Last weekend I planned a three-day weekend trip to the west coast, and for the first time, I didn’t write and schedule blog posts in advance. I made the decision to write my daily blog entries for Fluent Every Year from the road, on my iPad.
There were a few daunting parameters to this experiment. It meant accepting the iPad’s onscreen keyboard as my only input device, and it also meant depending on WiFi access to be available, since I do not have a 3G version.
The first thing I found was that WiFi is not as ubiquitous as I like to believe. I stayed in a different hotel each night, and only one actually made WiFi available in the room. The other two offered wired internet service in the room, and one had wireless available only in the lobby, and only for a daily rate of $13.
I learned that one simply can not expect to use their iPad everywhere they go, even if the hotel promises internet access. If you expect to have a reliable connection, you’ll need to pack an access point, or else expect to be hunting around for a coffee shop.
For sake of convenience I decided to write my blog posts in the hotel using the Notes app, and then find a coffee shop with internet access and just copy-paste the content into WordPress. That was fine for the most part, but there was another problem which wasn’t so easily worked around: the keyboard.
Any significant amount of typing becomes a terrible burden with the iPad’s on-screen keyboard. It’s horrible even for short messages on Twitter… but for a blog post which typically lands between 600-1000 words, it’s terrible. Painful. Completely unrealistic.
Even worse, the keystroke combinations required to form HTML tags on an iPad are rage-inducing. To make a link, press [123], then [#+=], then <, then [ABC], then a href, then [#+=], then ", then hopefully you’re pasting the URL, then ", then [123], then [#+=], and >, and now you’ve opened the tag…. you still have to close it later.
When I returned home, the first thing I did was test it out with my bluetooth aluminum keyboard, which works like a charm. Next time I travel out of town, I’ll pack the wireless keyboard with the iPad.
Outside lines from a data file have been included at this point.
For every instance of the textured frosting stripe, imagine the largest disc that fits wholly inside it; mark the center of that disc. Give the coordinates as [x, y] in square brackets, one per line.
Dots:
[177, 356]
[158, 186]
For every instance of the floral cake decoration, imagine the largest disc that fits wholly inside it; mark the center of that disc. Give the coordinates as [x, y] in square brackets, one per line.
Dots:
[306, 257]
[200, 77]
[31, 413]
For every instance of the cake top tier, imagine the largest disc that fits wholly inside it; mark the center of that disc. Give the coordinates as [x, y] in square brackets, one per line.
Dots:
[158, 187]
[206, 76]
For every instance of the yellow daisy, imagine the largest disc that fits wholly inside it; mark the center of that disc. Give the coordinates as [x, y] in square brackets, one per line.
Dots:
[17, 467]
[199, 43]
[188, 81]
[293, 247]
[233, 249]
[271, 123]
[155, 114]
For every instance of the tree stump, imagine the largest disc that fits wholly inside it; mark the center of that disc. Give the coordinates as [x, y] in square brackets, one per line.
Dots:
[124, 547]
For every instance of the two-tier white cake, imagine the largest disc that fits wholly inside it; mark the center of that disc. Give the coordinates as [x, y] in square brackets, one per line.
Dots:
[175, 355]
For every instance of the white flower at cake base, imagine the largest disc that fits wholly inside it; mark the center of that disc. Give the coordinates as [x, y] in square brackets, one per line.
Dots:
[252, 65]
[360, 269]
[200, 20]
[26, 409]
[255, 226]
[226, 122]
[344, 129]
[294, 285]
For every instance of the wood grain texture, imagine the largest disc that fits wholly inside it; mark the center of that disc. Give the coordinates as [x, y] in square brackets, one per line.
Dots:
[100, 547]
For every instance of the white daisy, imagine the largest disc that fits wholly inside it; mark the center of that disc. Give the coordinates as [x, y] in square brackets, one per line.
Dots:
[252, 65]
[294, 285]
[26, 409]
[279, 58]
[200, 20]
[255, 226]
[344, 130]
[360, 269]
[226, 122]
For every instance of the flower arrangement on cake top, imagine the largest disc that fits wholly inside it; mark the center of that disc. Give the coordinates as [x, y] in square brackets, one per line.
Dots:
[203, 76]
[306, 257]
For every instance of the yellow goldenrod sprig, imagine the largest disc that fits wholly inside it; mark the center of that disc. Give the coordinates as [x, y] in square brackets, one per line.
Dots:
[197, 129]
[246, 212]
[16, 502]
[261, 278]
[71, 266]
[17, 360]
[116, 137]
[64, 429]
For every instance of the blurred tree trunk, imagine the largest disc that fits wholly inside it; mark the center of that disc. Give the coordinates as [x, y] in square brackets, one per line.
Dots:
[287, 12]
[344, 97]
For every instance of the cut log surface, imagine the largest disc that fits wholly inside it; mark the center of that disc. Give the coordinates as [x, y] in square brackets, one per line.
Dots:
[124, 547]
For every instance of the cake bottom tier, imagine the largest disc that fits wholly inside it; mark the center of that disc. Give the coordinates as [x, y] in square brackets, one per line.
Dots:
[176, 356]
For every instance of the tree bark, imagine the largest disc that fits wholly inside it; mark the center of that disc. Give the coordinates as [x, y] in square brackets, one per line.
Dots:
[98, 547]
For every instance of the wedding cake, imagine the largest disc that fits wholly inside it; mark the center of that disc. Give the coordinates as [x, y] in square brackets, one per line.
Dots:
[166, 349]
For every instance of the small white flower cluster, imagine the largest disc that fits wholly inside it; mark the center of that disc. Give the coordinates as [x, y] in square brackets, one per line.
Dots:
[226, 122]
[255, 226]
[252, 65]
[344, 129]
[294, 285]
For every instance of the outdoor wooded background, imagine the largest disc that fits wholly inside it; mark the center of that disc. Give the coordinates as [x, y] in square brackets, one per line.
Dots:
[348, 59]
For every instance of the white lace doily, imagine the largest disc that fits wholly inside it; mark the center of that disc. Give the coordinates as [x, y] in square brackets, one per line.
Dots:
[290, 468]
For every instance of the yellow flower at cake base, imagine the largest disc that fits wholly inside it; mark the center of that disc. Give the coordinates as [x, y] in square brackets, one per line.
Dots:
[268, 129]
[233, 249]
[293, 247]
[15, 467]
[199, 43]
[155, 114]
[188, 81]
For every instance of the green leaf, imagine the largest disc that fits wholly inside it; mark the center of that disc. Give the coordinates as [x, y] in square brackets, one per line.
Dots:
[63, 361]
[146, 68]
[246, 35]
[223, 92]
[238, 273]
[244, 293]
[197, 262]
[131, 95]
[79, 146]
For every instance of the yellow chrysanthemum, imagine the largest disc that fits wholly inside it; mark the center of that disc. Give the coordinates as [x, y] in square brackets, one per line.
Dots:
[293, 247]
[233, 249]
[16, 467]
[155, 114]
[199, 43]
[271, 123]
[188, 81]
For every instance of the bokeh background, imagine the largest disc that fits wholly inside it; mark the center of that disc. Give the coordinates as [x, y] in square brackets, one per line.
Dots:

I expect that will be far more acceptable — especially with HTML!
I’m also going to look around at MicroCenter and/or Best Buy and see if I can manage to find a small wireless access point which doesn’t require a bunch of cables and a big power brick. It would be nice to know I can rely on internet service at the hotel.
However, it should be noted that the small, lightweight iPad is not a bother to carry to a coffee shop. In a situation like mine, I could easily type up my blog post in Notes using a keyboard, and then carry the iPad to a coffee shop and paste it into WordPress. Unlike a larger, heavier laptop with a short battery life and big power cord, carrying the iPad is like carrying a small book or magazine.
And that highlights one enormous advantage for the iPad — it’s size. My flight was much more enjoyable than they have typically been in the past, because I was able to watch movies comfortably on my flight with a very viewable 10-inch screen. In stark contrast, the guy next to me on my flight out was squinting at a movie on his iPhone, and the guy next to me on the flight back was cramped and precariously bending his arms to operate his laptop in the tight conditions of economy seating.
Furthermore, the ability to carry several movies, dozens of books, access to the internet, and a usable (if frustrating) blogging tool all in such a small package is a huge win for a traveler. And for the majority of people, the keyboard shouldn’t be a big deal, since there aren’t a ton of people writing long blog posts on a daily basis.
But even for me, I think packing my bluetooth keyboard along with my iPad is still a huge improvement over carrying a laptop, so in spite of my two severe complaints, I’m still convinced that this is a revolutionary device.